4. The polysulfone composite according to claim 1, wherein the polyaramid liquid crystal polymer is composed of repeating units of the following formulae (I) to (IV):

the compound is shown in a formula (I),

the compound of the formula (II),

a compound of the formula (III),

a compound of the formula (IV),

based on the total mole amount of the repeating units shown in the formulas (I) to (IV) being 100mol%, the content of the repeating unit shown in the formula (I) is less than or equal to 100mol% and is not equal to 0; the content of the repeating unit of the formula (II) is less than 100 mol%; the content of the repeating unit of the formula (III) is less than 100 mol%; the content of the repeating unit of the formula (IV) is less than 100 mol%;

wherein R is₁The structure of (A) is selected from any one or more of a formula (V), a formula (VI) or a formula (VII);

the compound of the formula (V),

a compound of the formula (VI),

a compound of the formula (VII),

wherein R is₂Is selected from

、

、

Any one of a heterocyclic aromatic group or a polycyclic aromatic group; n is₁Is a positive integer greater than or equal to 1; the R is₃Is selected from

、

、

、

、

、

、

、

Oxygen atom, sulfur atom or a linear or branched aliphatic divalent group of more than 6 carbon atoms, wherein n₂Is a positive integer of 1-6; the heterocyclic aromatic group is an aromatic group in which atoms constituting a ring contain at least one hetero atom in addition to carbon atoms; the polycyclic aromatic group means an aromatic group in which two or more benzene rings are connected in a fused ring form.
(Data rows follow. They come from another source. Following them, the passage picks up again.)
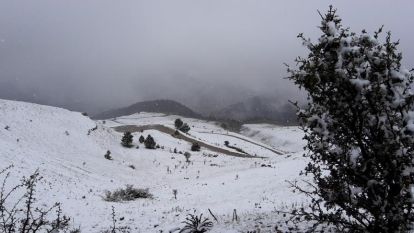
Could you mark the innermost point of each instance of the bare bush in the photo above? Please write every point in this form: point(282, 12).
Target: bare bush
point(23, 213)
point(127, 194)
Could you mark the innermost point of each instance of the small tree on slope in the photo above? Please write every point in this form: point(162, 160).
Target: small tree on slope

5. The polysulfone composite according to claim 4, wherein the amount of the recurring unit of formula (I) is 50mol% to 100 mol%; the content of the repeating unit of the formula (II) is less than or equal to 50 mol%; the content of the repeating unit of the formula (III) is less than or equal to 50 mol%; the content of the repeating unit of the formula (IV) is less than or equal to 50 mol%; preferably, the content of the repeating units in the formulas (II), (III) and (IV) is not equal to 0.
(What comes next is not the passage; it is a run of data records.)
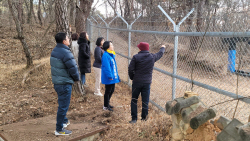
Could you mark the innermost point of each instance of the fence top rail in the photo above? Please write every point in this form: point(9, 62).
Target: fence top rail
point(206, 34)
point(220, 91)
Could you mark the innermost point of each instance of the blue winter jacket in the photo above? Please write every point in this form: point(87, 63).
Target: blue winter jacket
point(63, 65)
point(109, 69)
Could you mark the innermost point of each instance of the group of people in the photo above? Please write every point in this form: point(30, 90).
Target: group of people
point(64, 71)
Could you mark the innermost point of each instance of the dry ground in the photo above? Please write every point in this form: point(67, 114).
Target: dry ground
point(36, 97)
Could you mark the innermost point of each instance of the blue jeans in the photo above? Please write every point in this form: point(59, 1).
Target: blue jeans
point(83, 78)
point(64, 95)
point(109, 90)
point(144, 89)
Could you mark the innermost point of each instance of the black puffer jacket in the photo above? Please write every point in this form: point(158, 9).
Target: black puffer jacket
point(84, 55)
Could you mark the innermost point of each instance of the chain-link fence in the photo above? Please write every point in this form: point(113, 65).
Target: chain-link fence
point(208, 53)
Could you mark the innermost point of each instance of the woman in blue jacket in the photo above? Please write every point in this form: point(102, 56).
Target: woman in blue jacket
point(109, 73)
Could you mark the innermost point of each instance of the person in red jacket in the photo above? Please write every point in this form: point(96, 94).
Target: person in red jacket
point(140, 71)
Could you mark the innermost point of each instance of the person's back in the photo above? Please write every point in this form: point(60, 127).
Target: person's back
point(140, 71)
point(144, 67)
point(64, 72)
point(142, 64)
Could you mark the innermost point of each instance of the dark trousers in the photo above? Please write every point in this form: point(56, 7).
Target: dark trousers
point(109, 89)
point(144, 89)
point(64, 95)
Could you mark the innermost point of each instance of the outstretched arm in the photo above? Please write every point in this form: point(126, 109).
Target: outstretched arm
point(159, 54)
point(131, 69)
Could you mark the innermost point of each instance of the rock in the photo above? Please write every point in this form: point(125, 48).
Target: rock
point(244, 132)
point(192, 111)
point(177, 134)
point(222, 122)
point(188, 94)
point(230, 133)
point(170, 104)
point(202, 118)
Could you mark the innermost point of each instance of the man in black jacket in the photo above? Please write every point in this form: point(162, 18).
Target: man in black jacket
point(64, 72)
point(140, 71)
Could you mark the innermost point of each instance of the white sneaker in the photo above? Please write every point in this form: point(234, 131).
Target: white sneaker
point(98, 94)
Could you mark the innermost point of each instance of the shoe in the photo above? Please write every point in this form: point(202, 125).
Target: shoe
point(111, 106)
point(66, 124)
point(63, 132)
point(107, 108)
point(98, 94)
point(132, 121)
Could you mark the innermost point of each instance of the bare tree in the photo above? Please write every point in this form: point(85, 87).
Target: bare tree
point(20, 11)
point(20, 35)
point(71, 13)
point(62, 22)
point(62, 25)
point(82, 13)
point(39, 14)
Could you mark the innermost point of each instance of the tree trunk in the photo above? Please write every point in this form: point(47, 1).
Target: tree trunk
point(33, 12)
point(29, 19)
point(51, 16)
point(62, 22)
point(20, 35)
point(82, 13)
point(71, 14)
point(39, 14)
point(20, 11)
6. The polysulfone composite of claim 1, wherein the polyaramid liquid crystalline polymer has a weight-average molecular weight of 20000-50000 daltons.

7. The polysulfone composite according to claim 1, wherein the fibers are selected from any one or more of glass fibers, carbon fibers, aramid fibers, basalt fibers, propionitrile fibers, boron fibers or whiskers; preferably, the fiber is selected from any one or more of glass fiber, carbon fiber or aramid fiber; more preferably, the fiber is a glass fiber and a carbon fiber in a weight ratio (2-3): 1, compounding.

8. The polysulfone composite material according to claim 1, wherein the acid acceptor is selected from any one or more of alumina, calcium oxide and magnesium oxide, and the antioxidant is selected from any one or more of pentaerythritol tetrakis [ β - (3, 5-di-tert-butyl-4-hydroxyphenyl) propionate ], n-octadecyl β - (3, 5-di-tert-butyl-4-hydroxyphenyl) propionate, 1, 3, 5-trimethyl-2, 4, 6- (3, 5-di-tert-butyl-4-hydroxybenzyl) benzene or 2, 8-di-tert-butyl-4-methylphenol.

9. The method of preparing a polysulfone composite according to any of claims 1-8, comprising the steps of: adding the components into a double-screw extruder according to the proportion, carrying out melt mixing, extruding and granulating to obtain the polysulfone composite material.

10. Use of the polysulfone composite according to any of claims 1-8 for the preparation of thin-walled, heat-resistant articles or ultra-thin-walled electrical components.